Before choosing a method, decide on your overall approach, because it shapes everything else.
Key Definition: Quantitative data — numerical data produced by counting and measuring linguistic features (e.g. frequency of hedges per 100 words). Qualitative data — interpretive data about how language functions in context (e.g. how a particular hedge softens a face-threatening act). Most strong investigations are mixed-methods: they count patterns and interpret what those patterns mean.
Quantitative analysis answers "how much / how often" and lets you present clear comparisons in tables; qualitative analysis answers "how and why," and is where the deeper AO3 marks live. Counting that "female speakers used 7.8 hedges per 100 words to males' 4.2" is quantitative; explaining that those hedges largely served a relational rather than an uncertainty function is qualitative. A mixed approach — count, then interpret — almost always outperforms either alone, because the numbers locate the pattern and the interpretation explains its significance.
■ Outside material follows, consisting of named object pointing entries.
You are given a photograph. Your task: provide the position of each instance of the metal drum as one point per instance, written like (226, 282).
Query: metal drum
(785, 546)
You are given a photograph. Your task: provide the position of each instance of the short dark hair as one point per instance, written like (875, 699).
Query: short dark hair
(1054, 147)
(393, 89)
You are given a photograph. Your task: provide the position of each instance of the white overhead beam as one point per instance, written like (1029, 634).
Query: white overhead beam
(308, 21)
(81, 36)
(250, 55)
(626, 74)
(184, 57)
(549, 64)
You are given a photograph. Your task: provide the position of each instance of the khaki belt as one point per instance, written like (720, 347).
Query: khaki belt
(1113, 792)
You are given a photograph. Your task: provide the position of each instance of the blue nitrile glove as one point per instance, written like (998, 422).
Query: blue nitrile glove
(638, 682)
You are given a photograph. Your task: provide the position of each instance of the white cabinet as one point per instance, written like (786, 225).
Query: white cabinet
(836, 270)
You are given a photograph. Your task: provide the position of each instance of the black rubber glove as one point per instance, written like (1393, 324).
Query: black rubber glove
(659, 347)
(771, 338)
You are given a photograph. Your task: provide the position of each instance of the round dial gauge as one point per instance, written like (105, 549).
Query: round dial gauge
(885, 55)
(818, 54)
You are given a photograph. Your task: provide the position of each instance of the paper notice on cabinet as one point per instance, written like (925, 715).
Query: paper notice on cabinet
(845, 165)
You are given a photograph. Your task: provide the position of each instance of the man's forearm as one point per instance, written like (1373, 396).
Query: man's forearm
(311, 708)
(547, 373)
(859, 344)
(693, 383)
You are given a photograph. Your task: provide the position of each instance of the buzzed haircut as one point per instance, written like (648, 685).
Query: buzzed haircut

Several main methods are available. Your choice should follow from your research question, not the other way round.
Recording spoken language and transcribing it suits topics involving:
Key Definition: Transcription — converting spoken language into written form using conventions that represent features such as pauses, overlaps, stress and intonation. The level of detail should match your focus: a lexical study needs only a light transcription; a study of turn-taking or prosody needs a far more detailed one.
| Symbol | Meaning |
|---|---|
| (.) | Micropause (under one second) |
| (2.0) | Timed pause, in seconds |
| // or [ | Onset of overlapping speech |
| = | Latching (no audible gap between turns) |
| CAPITALS | Increased volume or emphasis |
| :: | Elongated sound (e.g. "so::") |
| (( )) | Non-verbal or contextual notes |
| (xxx) | Unclear or uncertain transcription |
| ↑ ↓ | Marked rising or falling intonation |
Select only the conventions your investigation needs, and — importantly — apply them consistently, because inconsistent transcription quietly undermines the reliability of every count you later make.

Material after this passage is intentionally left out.